Derek Jarman filmed his visionary, ultra-low-budget dystopian satire Jubilee in London in 1977, during a period which saw both Queen Elizabeth II’s Silver Jubilee celebrations and the furore around the Sex Pistols’ single “God Save the Queen.” This essay reappraises Jubilee (1978), and its place within Jarman’s film works and thought, through (at least) three intersecting prisms. First, Jubilee remains unrivalled as an ambivalent, both creative and critical, response to the 1970s punk and Jubilee “moment.” Second, in relation to Jarman’s wider oeuvre, it appears more document than invention: a personal (even autobiographical) work whose ethic and mode of production, as much as its textual aesthetics, situate it clearly within his wider practice. Third, Jubilee is exceptional for its provocative, complex use of English history, summoning and (re-)deploying Queen Elizabeth I alongside other historical and Shakespearean figures from the early modern period in a strategy of what one reviewer describes as “disembowelling the present through the memory of the past.” With these perspectives in mind, this essay revisits Jubilee’s past-present relations and rhythms with an emphasis on its late twentieth-century contexts.

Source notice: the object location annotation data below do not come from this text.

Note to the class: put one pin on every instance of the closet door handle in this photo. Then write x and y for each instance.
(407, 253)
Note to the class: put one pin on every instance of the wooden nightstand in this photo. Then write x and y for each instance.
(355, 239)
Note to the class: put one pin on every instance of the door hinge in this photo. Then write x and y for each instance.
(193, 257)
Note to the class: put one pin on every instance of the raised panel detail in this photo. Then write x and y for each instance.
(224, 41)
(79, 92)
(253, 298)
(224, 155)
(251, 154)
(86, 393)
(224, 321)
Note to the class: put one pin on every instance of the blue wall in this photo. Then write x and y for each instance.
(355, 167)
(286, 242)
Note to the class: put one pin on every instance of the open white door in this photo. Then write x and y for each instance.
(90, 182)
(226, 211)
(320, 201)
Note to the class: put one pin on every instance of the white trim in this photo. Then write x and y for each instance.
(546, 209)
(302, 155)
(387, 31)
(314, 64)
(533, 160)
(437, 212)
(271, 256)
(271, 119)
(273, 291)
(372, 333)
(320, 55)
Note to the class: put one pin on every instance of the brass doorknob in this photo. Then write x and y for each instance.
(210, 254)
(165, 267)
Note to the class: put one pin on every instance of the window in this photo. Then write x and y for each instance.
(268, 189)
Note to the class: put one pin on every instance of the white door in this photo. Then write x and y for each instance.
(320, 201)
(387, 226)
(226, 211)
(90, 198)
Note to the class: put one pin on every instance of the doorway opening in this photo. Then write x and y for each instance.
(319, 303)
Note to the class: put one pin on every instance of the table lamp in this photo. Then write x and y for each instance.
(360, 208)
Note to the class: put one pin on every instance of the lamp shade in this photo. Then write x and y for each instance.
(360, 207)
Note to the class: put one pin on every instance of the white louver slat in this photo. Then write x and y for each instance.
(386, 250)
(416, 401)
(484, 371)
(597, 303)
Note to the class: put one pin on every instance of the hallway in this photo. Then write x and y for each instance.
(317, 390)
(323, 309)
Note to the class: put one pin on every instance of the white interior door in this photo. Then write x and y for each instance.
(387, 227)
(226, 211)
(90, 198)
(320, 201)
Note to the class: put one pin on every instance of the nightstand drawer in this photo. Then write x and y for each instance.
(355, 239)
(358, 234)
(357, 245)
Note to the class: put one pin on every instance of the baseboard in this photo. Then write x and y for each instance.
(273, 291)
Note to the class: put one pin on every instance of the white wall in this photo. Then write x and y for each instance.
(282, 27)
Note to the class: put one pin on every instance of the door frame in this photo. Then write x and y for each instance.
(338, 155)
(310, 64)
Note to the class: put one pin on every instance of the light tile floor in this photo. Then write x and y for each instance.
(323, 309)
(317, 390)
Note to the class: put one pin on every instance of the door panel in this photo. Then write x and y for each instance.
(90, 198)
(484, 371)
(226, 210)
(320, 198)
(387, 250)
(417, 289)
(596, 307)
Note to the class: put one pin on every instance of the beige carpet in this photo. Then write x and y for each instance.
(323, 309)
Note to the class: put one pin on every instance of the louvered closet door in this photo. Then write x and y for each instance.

These reveal Jubilee as a text in which early modern echoes and influences collide with the postmodern, but also double back on themselves to serve a further dialectical interplay–between the dystopic late-1970s “present” of Jubilee’s production and punk context, and the modern recent past of Britain’s 1950s “New Elizabethan” age. The film’s textual doublings further place Elizabeth I in cross-temporal juxtaposition with a wider multiplicity of “queen” figures. Jarman’s approach to history in Jubilee also anticipated his distinctive, non-binary invocation of the values of “tradition” and “history” a decade later during Britain’s politicised culture wars of the Thatcherite 1980s, in which Jarman became a key participant and a crucial oppositional voice.